A public beneficial ownership register for UK property was announced by Prime Minister David Cameron in 2016, shortly before the PSC register was introduced. The Government then consulted on the register (PDF), and introduced a draft bill in 2018, which was scrutinised by a Joint Committee of Parliament.

It was then mentioned in the December 2019 Queen’s Speech, but the Government didn’t introduce it in the 2019-21 parliamentary session. When resigning as a Treasury Minister in January 2022, Lord Agnew wrote in the Financial Times that the Government had refused to give an Economic Crime Bill a slot in the 2022-23 parliamentary session. This bill was expected to include the register.

It was eventually fast-tracked through Parliament in March 2022, following concern about illicit money in the UK originating from Russia, in response to the invasion of Ukraine. When introduced, it was therefore criticised by stakeholders and the Opposition for being long overdue.

2. We’re not sure when it’ll be set up

A lot of work needs to be done to set up the register. This includes technical development, and secondary legislation to describe exactly how it will work. An Implementation Group comprising the UK Land Registries, Companies House and Department for Business, Energy and Industrial Strategy is setting up the register.

The Government has not committed to a deadline, saying it will be operational “as soon as possible”.

3. It will be retrospective

In Northern Ireland, the requirement to register beneficial ownership applies only to future property transactions. But it will apply retrospectively to land bought since January 1999 in England and Wales and December 2014 in Scotland.

These are the dates when the land registries in those nations first required overseas companies to identify where they were set up, when buying property. Companies House is contacting overseas entities covered by the Act to explain its requirements.

Government amendments made in the House of Lords (PDF) mean any overseas entities that sold UK land from 28 February 2022 (when the legislation was first announced) will also need to disclose their beneficial ownership information. This is intended to stop any overseas entities from “by-passing” the register by selling their land before it is set up.

It was originally envisaged that overseas entities will have 18 months to register their beneficial owners once the register is set up. A Government amendment in the House of Commons shortened this to six months.
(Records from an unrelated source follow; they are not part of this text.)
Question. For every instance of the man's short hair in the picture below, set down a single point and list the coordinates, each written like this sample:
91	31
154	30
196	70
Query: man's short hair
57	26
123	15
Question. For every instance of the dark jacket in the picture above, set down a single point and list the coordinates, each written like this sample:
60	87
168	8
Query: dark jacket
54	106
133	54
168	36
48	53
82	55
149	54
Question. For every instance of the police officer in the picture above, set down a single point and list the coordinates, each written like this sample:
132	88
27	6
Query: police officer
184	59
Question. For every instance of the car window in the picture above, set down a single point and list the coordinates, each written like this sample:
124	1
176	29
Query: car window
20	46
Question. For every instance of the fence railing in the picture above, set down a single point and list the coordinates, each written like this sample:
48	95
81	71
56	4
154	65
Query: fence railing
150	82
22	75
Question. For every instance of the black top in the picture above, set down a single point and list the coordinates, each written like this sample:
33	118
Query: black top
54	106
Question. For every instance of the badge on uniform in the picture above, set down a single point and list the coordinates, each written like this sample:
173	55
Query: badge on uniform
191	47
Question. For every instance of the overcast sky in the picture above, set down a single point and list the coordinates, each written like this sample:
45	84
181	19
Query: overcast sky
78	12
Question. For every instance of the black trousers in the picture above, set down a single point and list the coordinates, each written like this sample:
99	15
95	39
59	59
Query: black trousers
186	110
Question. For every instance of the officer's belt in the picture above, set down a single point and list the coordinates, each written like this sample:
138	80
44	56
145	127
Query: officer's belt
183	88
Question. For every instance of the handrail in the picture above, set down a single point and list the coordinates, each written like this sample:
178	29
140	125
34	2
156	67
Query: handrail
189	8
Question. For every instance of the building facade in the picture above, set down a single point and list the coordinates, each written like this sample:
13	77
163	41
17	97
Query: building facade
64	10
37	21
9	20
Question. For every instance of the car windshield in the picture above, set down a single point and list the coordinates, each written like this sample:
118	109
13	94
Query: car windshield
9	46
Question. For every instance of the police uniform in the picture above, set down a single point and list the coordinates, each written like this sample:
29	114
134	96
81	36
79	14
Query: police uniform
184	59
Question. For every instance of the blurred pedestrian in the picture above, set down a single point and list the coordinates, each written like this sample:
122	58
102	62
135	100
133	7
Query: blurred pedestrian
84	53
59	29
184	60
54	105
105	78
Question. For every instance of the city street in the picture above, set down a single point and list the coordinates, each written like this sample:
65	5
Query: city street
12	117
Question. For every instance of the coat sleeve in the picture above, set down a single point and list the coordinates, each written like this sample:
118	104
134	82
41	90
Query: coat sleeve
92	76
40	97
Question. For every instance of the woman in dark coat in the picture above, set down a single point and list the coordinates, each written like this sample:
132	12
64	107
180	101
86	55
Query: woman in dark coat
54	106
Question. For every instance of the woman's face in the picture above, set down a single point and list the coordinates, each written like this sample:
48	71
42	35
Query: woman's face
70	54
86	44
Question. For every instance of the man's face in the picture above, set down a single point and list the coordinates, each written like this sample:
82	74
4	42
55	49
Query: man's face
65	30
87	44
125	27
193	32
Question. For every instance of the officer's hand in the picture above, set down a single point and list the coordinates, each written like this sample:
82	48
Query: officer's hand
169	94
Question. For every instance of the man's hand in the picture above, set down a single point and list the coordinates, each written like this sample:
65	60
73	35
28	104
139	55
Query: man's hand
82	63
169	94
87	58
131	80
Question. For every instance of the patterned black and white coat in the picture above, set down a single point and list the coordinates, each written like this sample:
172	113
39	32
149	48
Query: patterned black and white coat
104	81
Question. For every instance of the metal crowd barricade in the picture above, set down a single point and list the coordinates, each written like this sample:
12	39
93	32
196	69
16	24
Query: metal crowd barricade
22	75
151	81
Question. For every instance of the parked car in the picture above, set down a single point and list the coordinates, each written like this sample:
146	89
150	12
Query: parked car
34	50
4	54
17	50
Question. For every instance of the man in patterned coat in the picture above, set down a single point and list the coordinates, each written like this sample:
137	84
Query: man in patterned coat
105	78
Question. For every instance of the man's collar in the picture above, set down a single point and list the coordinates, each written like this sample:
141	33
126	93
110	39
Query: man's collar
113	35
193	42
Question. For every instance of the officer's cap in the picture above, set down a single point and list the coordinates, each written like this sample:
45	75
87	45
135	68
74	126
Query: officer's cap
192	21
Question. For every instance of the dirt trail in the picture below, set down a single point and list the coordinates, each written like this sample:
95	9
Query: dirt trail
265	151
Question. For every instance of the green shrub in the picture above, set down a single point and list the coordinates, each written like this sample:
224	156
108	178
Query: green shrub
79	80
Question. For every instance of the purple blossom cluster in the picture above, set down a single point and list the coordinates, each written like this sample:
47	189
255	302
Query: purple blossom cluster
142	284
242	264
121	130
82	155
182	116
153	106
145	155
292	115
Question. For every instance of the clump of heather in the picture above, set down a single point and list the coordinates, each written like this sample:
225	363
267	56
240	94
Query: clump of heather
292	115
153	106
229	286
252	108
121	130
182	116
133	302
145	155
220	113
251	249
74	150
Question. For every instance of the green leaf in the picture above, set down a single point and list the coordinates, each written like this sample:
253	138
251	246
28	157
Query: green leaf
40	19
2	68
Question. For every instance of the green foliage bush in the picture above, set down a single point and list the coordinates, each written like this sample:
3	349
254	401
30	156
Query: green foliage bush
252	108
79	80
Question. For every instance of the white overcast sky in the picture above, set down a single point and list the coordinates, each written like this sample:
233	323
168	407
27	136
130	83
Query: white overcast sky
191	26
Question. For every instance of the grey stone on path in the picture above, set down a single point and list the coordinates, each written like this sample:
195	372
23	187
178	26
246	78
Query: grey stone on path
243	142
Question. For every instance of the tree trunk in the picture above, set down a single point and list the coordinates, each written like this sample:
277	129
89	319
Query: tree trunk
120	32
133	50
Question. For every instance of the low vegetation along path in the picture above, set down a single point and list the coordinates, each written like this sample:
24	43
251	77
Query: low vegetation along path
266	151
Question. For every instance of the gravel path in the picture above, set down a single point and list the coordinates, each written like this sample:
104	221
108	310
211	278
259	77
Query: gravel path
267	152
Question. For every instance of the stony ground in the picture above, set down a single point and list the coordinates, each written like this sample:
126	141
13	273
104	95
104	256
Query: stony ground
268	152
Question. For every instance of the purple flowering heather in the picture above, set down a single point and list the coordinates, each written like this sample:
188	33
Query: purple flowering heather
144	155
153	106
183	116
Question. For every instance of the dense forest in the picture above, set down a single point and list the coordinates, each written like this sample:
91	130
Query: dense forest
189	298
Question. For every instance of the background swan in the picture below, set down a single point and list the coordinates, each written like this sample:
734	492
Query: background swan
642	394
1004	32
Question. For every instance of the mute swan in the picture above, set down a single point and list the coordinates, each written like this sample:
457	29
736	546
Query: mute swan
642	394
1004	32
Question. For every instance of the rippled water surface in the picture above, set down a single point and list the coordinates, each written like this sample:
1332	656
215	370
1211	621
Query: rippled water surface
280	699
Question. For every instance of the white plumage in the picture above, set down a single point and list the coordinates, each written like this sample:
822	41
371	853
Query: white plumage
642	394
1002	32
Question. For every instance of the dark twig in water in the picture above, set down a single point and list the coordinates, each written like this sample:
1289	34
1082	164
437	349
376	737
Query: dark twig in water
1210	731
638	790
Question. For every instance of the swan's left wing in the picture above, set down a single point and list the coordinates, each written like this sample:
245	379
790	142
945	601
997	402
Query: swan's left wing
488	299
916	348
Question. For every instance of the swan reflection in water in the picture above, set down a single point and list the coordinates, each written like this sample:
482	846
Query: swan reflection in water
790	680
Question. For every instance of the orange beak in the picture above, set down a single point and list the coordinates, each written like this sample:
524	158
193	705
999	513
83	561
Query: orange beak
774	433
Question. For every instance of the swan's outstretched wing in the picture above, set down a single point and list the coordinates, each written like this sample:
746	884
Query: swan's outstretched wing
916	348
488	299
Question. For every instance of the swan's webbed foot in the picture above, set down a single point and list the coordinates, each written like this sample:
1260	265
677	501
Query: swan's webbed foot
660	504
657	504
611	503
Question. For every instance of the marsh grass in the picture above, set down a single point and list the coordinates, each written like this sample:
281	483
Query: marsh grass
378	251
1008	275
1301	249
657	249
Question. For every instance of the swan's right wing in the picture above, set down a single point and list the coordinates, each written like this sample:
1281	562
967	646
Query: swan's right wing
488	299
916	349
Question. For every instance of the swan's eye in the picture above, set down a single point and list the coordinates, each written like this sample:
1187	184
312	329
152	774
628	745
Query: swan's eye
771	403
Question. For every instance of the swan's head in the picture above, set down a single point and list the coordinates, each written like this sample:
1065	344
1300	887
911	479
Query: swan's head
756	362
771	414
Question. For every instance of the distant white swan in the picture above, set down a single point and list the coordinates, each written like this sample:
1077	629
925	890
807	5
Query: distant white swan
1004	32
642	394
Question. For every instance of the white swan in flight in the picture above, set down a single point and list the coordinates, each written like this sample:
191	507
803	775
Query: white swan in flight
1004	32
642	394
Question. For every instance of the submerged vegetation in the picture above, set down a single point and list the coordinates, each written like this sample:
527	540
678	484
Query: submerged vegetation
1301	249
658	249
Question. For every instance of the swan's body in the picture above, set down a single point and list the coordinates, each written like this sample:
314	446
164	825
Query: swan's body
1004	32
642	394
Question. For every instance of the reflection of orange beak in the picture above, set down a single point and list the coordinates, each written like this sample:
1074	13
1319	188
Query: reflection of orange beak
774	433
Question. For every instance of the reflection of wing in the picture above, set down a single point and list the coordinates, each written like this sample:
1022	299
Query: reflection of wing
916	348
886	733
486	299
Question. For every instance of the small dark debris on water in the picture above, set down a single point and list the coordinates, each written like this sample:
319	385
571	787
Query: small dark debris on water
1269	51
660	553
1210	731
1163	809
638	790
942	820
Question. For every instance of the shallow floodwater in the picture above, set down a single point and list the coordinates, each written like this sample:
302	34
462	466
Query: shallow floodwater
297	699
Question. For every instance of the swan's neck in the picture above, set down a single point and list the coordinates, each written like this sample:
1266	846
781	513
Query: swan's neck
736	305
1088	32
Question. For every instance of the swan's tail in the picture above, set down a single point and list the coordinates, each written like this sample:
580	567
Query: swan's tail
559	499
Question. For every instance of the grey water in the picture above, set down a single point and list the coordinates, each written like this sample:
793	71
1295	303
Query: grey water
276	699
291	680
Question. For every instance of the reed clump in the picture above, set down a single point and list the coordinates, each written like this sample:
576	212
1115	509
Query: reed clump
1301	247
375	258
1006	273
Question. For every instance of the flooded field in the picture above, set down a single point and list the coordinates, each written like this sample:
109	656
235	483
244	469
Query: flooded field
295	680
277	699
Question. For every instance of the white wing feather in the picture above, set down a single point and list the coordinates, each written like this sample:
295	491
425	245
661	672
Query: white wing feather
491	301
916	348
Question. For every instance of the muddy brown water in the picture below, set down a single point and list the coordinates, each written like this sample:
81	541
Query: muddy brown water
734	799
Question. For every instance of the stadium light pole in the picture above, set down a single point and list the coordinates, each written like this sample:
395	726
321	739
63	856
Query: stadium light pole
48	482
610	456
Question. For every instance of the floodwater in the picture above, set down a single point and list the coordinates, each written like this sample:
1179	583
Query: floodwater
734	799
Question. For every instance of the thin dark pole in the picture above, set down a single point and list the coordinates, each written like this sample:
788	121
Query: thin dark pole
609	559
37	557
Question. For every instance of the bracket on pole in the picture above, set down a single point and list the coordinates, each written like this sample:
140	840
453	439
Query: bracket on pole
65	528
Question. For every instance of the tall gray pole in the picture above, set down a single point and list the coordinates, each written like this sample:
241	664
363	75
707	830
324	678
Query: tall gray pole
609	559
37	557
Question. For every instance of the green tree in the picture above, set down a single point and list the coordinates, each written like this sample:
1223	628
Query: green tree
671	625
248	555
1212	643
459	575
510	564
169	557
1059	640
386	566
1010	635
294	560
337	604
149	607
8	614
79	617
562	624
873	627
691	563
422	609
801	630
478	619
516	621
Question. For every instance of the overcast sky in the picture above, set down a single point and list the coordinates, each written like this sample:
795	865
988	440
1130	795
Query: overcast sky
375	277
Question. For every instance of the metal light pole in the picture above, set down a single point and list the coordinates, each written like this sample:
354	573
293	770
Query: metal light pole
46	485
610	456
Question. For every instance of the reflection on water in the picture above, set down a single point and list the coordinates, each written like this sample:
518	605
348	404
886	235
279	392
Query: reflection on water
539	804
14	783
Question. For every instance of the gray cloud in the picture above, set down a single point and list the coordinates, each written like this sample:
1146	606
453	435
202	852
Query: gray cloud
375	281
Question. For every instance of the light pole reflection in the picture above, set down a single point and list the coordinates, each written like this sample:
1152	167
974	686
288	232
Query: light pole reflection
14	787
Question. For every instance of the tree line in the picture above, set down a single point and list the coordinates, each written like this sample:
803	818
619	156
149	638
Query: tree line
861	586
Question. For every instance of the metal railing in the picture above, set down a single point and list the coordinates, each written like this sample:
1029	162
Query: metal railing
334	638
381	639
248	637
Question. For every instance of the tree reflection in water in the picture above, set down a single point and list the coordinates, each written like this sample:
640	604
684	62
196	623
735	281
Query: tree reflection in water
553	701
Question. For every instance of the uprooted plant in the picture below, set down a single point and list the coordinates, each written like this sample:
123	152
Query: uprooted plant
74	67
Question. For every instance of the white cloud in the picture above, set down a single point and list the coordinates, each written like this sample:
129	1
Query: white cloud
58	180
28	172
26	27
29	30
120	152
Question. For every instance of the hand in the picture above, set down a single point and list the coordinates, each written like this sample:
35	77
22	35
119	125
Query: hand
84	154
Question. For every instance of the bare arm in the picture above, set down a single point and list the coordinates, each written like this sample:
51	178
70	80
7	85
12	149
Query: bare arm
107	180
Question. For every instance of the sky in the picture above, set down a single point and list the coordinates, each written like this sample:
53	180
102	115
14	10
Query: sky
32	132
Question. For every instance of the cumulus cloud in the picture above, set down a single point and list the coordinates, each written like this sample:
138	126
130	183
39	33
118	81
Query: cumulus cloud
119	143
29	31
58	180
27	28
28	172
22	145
Once registered, beneficial ownership information must be updated annually (PDF).

4.  Failing to comply will have criminal consequences

Overseas entities that fail to register by the end of the six-month transitional period commit a criminal offence, and officers (like directors) of the entity who are responsible for committing the offence can be prosecuted too.

Once registered, failing to update the register on time is also a criminal offence (PDF), punishable by a daily fine of up to £2,500 (increased from £500 during the Bill’s passage in the Commons). It’s also a criminal offence to deliver false or deceptive information to Companies House (PDF).

5.   There is concern about “loopholes”

Stakeholders and the Opposition are concerned about entities being able to sidestep the register’s requirements. For example, the Chartered Institute of Taxation argued that setting a beneficial ownership registration threshold of ownership of at least 25% of the shares in an overseas entity could be easily avoided (PDF) by, for example, having a family of six each owning 16.67% of the shares in a company.

Concerns were also raised during the Bill’s passage about whether “nominee” arrangements could be used to disguise the true beneficial owners. In response, the Government says there are significant “regulation-making powers” in the Act that can be used to close any loopholes that might emerge.